Marx compreendia a Associação Geral dos Trabalhadores como um órgão sectário, ocupando-se muitas vezes desta questão. Em suas cartas a Schweitzer, ele expunha frequentemente o seu conceito sobre o caráter sectário da Associação Geral dos Trabalhadores. Numa delas dá uma definição clássica do que é o sectarismo. Ei-la, escrita em 13 de outubro de 1868:

“Como todos os fundadores de seitas, Lassalle negava qualquer ligação natural com o movimento proletário anterior, na Alemanha e no estrangeiro. Reincidiu no mesmo erro de Proudhon. Não foi buscar a base real de sua agitação junto aos verdadeiros elementos do movimento de classe, mas queria orientar a sua marcha mediante uma fórmula doutrinária determinada.
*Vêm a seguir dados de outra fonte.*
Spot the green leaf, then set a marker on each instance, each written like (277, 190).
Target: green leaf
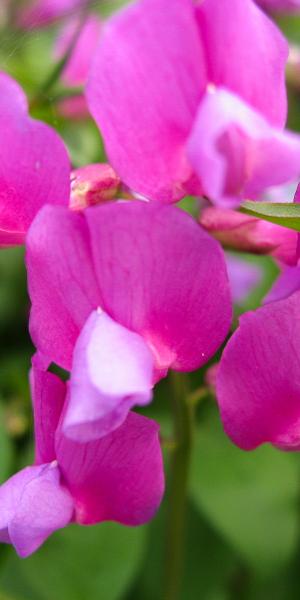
(285, 214)
(251, 498)
(79, 563)
(209, 562)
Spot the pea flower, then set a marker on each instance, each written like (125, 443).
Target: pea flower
(93, 184)
(179, 114)
(118, 478)
(41, 12)
(258, 385)
(280, 5)
(242, 232)
(122, 292)
(35, 167)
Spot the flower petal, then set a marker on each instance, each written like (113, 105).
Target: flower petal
(35, 168)
(163, 277)
(112, 371)
(119, 477)
(258, 380)
(34, 505)
(253, 65)
(236, 153)
(62, 282)
(146, 126)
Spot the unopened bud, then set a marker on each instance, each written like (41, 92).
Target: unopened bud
(93, 184)
(237, 231)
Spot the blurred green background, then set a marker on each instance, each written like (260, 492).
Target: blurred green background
(243, 535)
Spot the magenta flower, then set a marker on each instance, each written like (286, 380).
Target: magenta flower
(248, 234)
(42, 12)
(121, 293)
(179, 114)
(258, 386)
(118, 478)
(93, 184)
(35, 167)
(280, 5)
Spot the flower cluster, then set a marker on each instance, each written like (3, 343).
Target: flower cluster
(190, 99)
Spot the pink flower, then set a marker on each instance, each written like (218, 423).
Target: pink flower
(248, 234)
(280, 5)
(35, 167)
(179, 114)
(258, 385)
(41, 12)
(93, 184)
(121, 293)
(118, 478)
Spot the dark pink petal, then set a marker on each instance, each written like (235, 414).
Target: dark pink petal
(119, 477)
(77, 68)
(62, 282)
(163, 277)
(258, 381)
(145, 85)
(248, 234)
(112, 371)
(236, 153)
(159, 274)
(48, 396)
(33, 504)
(246, 53)
(34, 165)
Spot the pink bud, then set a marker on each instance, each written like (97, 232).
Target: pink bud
(93, 184)
(249, 234)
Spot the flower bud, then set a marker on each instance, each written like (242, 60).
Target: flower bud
(93, 184)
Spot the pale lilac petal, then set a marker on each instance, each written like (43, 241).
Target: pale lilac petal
(244, 277)
(62, 282)
(119, 477)
(112, 371)
(245, 52)
(41, 12)
(33, 505)
(258, 380)
(145, 85)
(236, 153)
(34, 165)
(48, 395)
(248, 234)
(163, 277)
(286, 284)
(159, 274)
(77, 68)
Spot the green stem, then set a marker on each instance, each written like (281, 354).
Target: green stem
(177, 493)
(53, 77)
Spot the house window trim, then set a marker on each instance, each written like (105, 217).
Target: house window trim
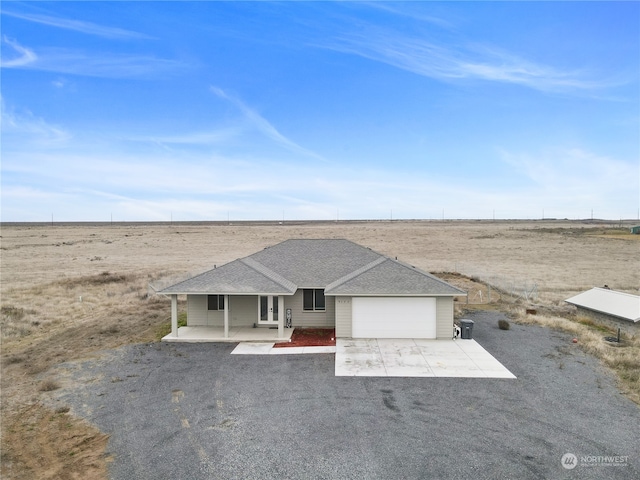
(219, 303)
(314, 294)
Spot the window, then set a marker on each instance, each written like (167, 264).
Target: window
(215, 302)
(313, 299)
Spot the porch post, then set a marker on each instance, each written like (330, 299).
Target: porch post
(226, 316)
(174, 315)
(280, 316)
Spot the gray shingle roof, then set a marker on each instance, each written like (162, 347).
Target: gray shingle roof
(341, 267)
(315, 263)
(236, 277)
(391, 277)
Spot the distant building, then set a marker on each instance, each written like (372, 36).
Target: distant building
(613, 308)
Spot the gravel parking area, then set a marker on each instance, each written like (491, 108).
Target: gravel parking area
(193, 411)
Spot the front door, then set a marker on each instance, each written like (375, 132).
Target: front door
(268, 309)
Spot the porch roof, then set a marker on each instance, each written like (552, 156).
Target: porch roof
(235, 278)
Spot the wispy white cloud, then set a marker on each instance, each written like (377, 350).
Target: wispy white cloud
(26, 127)
(406, 11)
(263, 125)
(88, 28)
(22, 56)
(213, 137)
(573, 177)
(462, 61)
(104, 65)
(142, 187)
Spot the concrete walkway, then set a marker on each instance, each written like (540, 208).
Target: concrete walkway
(416, 358)
(236, 334)
(398, 357)
(255, 348)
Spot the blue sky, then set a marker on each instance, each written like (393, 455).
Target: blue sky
(319, 110)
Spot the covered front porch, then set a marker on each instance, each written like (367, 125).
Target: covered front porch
(260, 319)
(235, 334)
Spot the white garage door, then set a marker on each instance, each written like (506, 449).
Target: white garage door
(393, 317)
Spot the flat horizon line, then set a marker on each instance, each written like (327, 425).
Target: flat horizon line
(316, 221)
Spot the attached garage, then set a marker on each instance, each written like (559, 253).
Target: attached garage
(393, 317)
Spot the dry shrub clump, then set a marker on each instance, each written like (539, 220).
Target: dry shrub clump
(49, 386)
(623, 359)
(15, 321)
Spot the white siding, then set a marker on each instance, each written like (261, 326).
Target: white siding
(444, 317)
(196, 310)
(243, 311)
(302, 318)
(343, 317)
(393, 317)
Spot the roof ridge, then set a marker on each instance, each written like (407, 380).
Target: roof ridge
(355, 273)
(430, 275)
(270, 274)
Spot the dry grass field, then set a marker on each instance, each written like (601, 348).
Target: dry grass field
(69, 291)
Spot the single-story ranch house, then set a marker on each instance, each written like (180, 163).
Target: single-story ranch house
(319, 283)
(616, 309)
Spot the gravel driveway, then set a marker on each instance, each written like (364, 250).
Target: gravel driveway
(193, 411)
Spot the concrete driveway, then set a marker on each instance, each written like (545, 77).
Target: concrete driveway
(416, 358)
(193, 411)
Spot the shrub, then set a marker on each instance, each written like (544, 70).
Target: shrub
(48, 386)
(503, 324)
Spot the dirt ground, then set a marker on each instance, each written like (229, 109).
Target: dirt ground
(70, 291)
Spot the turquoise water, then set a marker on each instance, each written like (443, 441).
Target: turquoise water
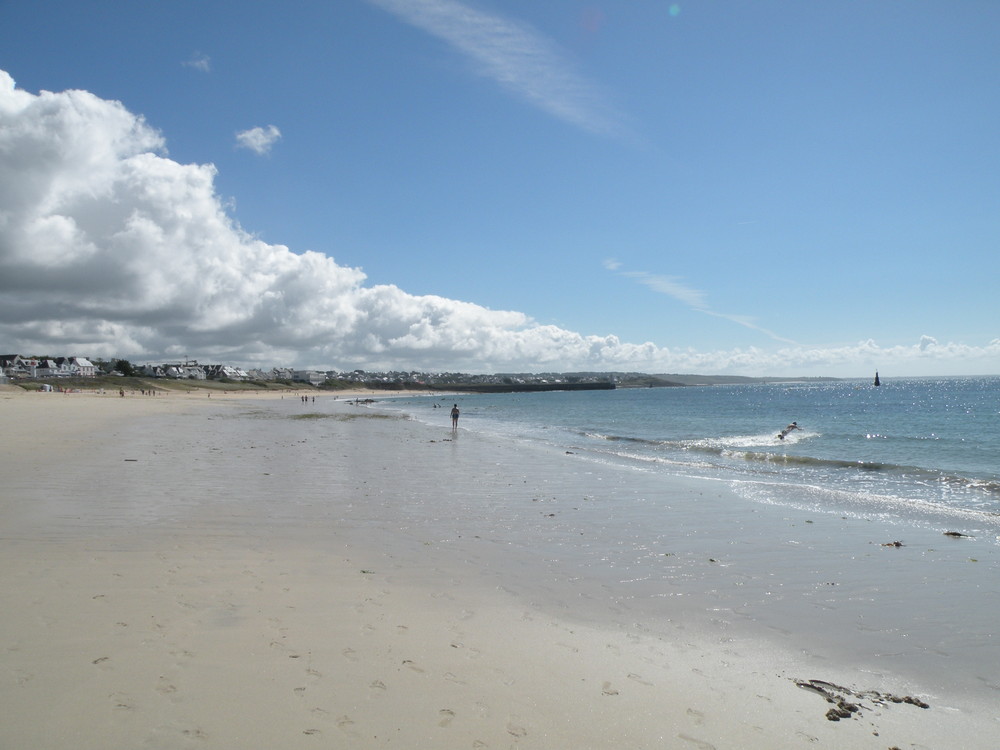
(913, 451)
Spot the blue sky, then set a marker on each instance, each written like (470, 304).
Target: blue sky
(781, 188)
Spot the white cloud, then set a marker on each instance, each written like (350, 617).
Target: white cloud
(258, 140)
(515, 56)
(109, 248)
(198, 61)
(673, 286)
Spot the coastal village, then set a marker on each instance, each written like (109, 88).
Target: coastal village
(16, 368)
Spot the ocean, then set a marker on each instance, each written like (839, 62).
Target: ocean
(916, 452)
(871, 533)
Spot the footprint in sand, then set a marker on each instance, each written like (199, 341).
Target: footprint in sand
(697, 716)
(346, 725)
(516, 730)
(697, 743)
(638, 678)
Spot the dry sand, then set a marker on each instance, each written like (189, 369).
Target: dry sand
(148, 605)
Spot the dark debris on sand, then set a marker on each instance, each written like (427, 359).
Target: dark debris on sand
(847, 702)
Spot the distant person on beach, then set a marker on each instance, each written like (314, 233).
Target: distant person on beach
(792, 426)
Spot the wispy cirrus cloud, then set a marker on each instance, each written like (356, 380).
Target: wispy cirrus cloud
(674, 286)
(258, 140)
(516, 56)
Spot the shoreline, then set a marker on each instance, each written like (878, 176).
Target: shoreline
(180, 600)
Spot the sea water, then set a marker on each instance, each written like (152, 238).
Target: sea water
(837, 541)
(914, 451)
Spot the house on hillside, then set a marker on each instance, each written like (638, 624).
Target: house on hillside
(15, 366)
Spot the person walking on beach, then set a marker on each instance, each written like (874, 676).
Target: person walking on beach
(792, 426)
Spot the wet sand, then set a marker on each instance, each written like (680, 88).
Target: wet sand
(179, 573)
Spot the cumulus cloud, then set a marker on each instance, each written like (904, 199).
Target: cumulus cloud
(108, 248)
(198, 61)
(258, 140)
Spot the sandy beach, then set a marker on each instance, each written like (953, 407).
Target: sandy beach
(253, 572)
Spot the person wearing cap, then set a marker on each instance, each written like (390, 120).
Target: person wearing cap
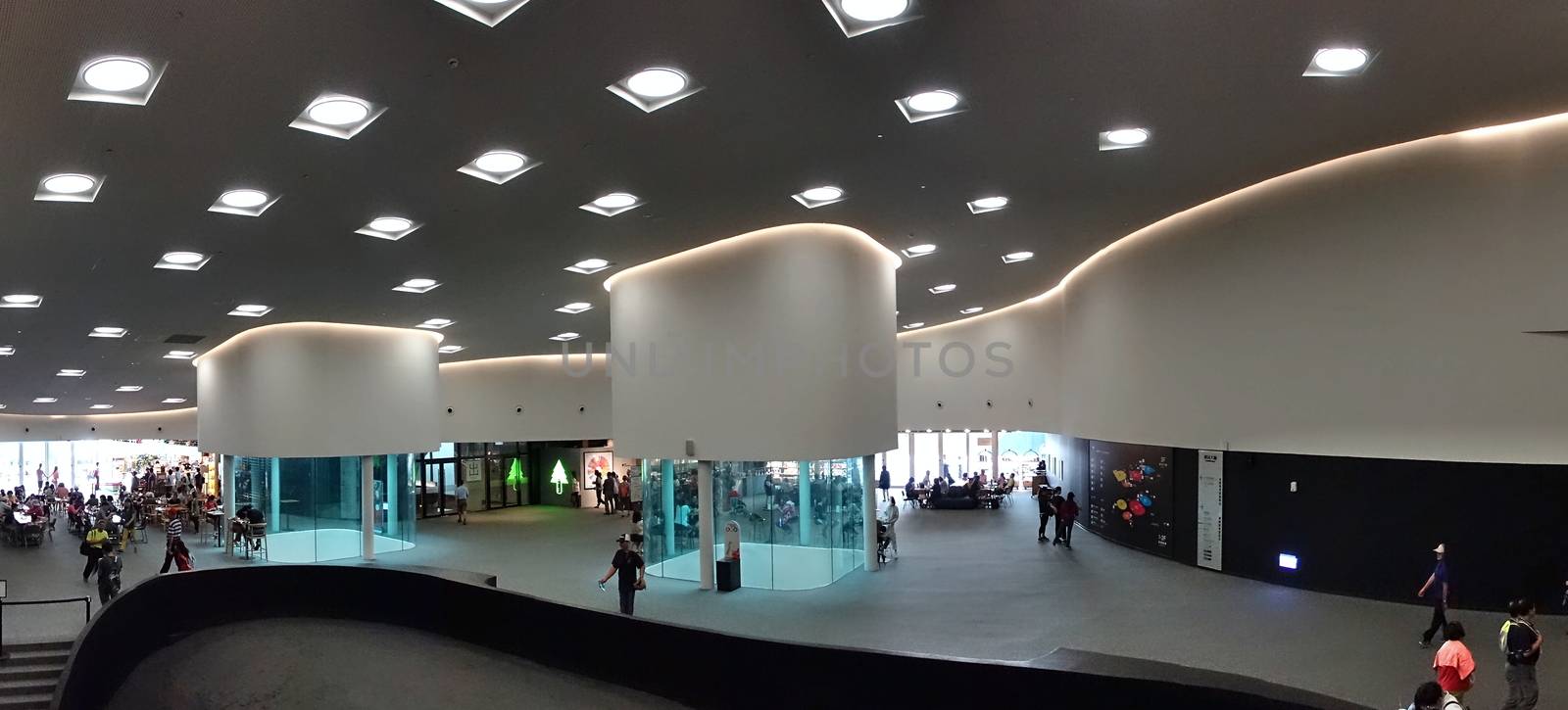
(629, 564)
(1439, 585)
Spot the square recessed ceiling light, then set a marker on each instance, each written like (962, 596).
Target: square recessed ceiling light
(612, 204)
(243, 203)
(588, 266)
(499, 166)
(21, 302)
(1338, 62)
(251, 310)
(987, 204)
(118, 80)
(655, 88)
(814, 198)
(486, 12)
(1123, 138)
(337, 115)
(389, 227)
(182, 260)
(417, 286)
(861, 16)
(930, 104)
(68, 187)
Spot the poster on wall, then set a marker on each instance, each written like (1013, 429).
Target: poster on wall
(1211, 508)
(1129, 494)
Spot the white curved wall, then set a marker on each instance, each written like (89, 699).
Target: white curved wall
(802, 302)
(1371, 306)
(559, 402)
(320, 389)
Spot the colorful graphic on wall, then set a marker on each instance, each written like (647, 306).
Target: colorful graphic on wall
(1129, 494)
(559, 477)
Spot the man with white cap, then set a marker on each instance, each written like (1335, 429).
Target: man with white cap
(1439, 585)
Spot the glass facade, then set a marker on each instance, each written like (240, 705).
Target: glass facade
(313, 506)
(800, 522)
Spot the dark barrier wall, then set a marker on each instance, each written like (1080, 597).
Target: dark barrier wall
(687, 665)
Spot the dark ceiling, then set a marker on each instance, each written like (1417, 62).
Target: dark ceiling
(789, 104)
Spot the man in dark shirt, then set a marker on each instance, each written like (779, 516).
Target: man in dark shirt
(632, 572)
(1439, 585)
(1525, 649)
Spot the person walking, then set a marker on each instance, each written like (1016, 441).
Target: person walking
(1521, 646)
(1439, 585)
(629, 566)
(1066, 513)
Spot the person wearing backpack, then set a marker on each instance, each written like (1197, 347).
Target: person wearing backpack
(1521, 646)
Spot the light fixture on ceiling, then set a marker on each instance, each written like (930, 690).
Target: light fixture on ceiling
(612, 204)
(1338, 62)
(251, 310)
(243, 203)
(417, 286)
(182, 260)
(588, 266)
(124, 80)
(861, 16)
(21, 302)
(389, 227)
(655, 88)
(337, 117)
(930, 104)
(485, 12)
(499, 166)
(987, 204)
(1123, 138)
(814, 198)
(68, 187)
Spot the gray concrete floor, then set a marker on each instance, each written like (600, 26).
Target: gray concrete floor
(969, 584)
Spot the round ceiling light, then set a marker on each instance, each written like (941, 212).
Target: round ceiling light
(822, 195)
(501, 162)
(1128, 137)
(182, 258)
(933, 101)
(117, 74)
(243, 198)
(656, 83)
(339, 112)
(68, 184)
(615, 201)
(874, 10)
(1340, 59)
(389, 224)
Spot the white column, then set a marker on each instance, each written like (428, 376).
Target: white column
(705, 524)
(368, 506)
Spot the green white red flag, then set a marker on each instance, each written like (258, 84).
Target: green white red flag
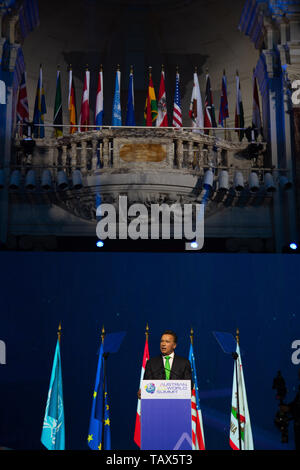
(240, 426)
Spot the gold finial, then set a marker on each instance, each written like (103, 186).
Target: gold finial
(102, 333)
(192, 336)
(59, 332)
(238, 336)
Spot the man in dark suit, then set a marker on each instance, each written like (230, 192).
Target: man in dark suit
(168, 365)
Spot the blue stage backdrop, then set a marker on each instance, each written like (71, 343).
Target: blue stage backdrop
(259, 294)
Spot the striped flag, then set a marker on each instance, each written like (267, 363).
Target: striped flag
(224, 113)
(137, 429)
(39, 108)
(99, 101)
(239, 109)
(150, 112)
(209, 113)
(256, 116)
(22, 105)
(116, 113)
(72, 104)
(197, 424)
(177, 114)
(130, 118)
(196, 111)
(57, 118)
(162, 117)
(240, 437)
(84, 119)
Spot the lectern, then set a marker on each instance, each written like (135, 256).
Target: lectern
(166, 415)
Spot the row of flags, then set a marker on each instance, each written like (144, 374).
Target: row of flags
(99, 434)
(155, 111)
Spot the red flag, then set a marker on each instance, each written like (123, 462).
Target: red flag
(85, 107)
(162, 117)
(137, 429)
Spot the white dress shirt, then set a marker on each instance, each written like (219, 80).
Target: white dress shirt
(171, 356)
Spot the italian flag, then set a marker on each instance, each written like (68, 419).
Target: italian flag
(137, 429)
(240, 426)
(150, 113)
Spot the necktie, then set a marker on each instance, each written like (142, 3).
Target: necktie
(167, 367)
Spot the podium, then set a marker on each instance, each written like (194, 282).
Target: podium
(166, 415)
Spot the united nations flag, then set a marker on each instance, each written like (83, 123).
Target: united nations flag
(53, 433)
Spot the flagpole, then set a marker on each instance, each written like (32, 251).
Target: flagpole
(235, 357)
(105, 356)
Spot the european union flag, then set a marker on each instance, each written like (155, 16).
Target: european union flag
(53, 433)
(116, 114)
(130, 119)
(39, 109)
(99, 420)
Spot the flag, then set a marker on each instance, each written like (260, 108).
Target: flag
(57, 118)
(196, 111)
(39, 108)
(116, 113)
(177, 115)
(84, 119)
(99, 419)
(162, 116)
(137, 429)
(224, 113)
(150, 112)
(130, 119)
(22, 105)
(239, 110)
(209, 108)
(242, 415)
(72, 104)
(197, 424)
(256, 116)
(99, 101)
(53, 433)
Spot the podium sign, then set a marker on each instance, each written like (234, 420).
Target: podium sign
(166, 419)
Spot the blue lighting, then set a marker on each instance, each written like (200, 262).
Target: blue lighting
(293, 246)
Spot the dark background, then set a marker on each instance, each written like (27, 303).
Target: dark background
(259, 294)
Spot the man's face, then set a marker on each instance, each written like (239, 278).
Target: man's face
(167, 344)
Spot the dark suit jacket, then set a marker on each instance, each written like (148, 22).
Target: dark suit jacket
(181, 369)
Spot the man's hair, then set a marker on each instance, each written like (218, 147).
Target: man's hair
(170, 332)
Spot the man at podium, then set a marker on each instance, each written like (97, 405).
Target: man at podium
(168, 366)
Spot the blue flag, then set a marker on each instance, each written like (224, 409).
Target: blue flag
(130, 119)
(53, 433)
(100, 411)
(39, 109)
(116, 114)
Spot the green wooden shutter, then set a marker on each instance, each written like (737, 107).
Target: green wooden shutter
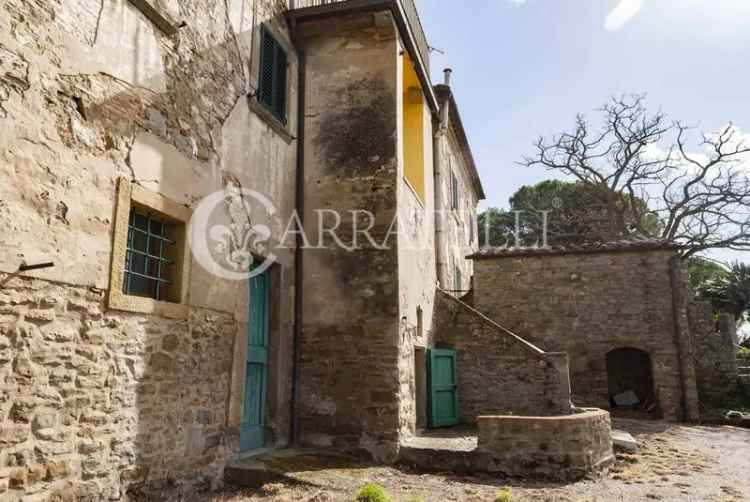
(279, 84)
(265, 85)
(272, 79)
Vós mesmo experimentastes, em vossa própria pessoa, o conflito entre o movimento de seita e o movimento de classe. A seita procura sua razão de ser em seu “point d’honneur”; não no que tem de comum com o movimento de classe, mas no talismã especial que a distingue desse movimento. Somente ante a ameaça da vossa renúncia à presidência, é que conseguistes romper a resistência de vossos partidários, quando propusestes a convocação do Congresso de Hamburgo, para a constituição de sindicatos. Além do mais, fostes obrigado a uma contradição, declarando atuar, uma vez como chefe de seita e outra como representante da classe proletária.

A dissolução da Associação Geral dos Trabalhadores proporcionou-vos excelente oportunidade. Bastava declarar, ou provar, que ingressamos atualmente em uma nova fase de desenvolvimento, e que o movimento de seita está bastante sazonado para dissolver-se no movimento de classe, liquidando de vez todas essas sobrevivências… No que concerne aos elementos aproveitáveis existentes na seita, deviam ser introduzidos no movimento geral, para enriquecê-lo.

Preferistes exigir, que o movimento de classe se subordinasse a um movimento sectário particular. Os que não se incluíam no círculo de vossos amigos, deduziam que desejáveis manter, a todo custo, vosso movimento proletário particular.”

Ao enviar-lhe Schweitzer, antes do Congresso de Hamburgo, o projeto dos estatutos de sua nova Associação Geral dos Trabalhadores, Marx aproveitou a ocasião para lhe fazer uma crítica severa. Tinha a certeza de que um agrupamento político-sindical era irrealizável, e que a centralização burocrática era sumamente perigosa, especialmente para a Alemanha.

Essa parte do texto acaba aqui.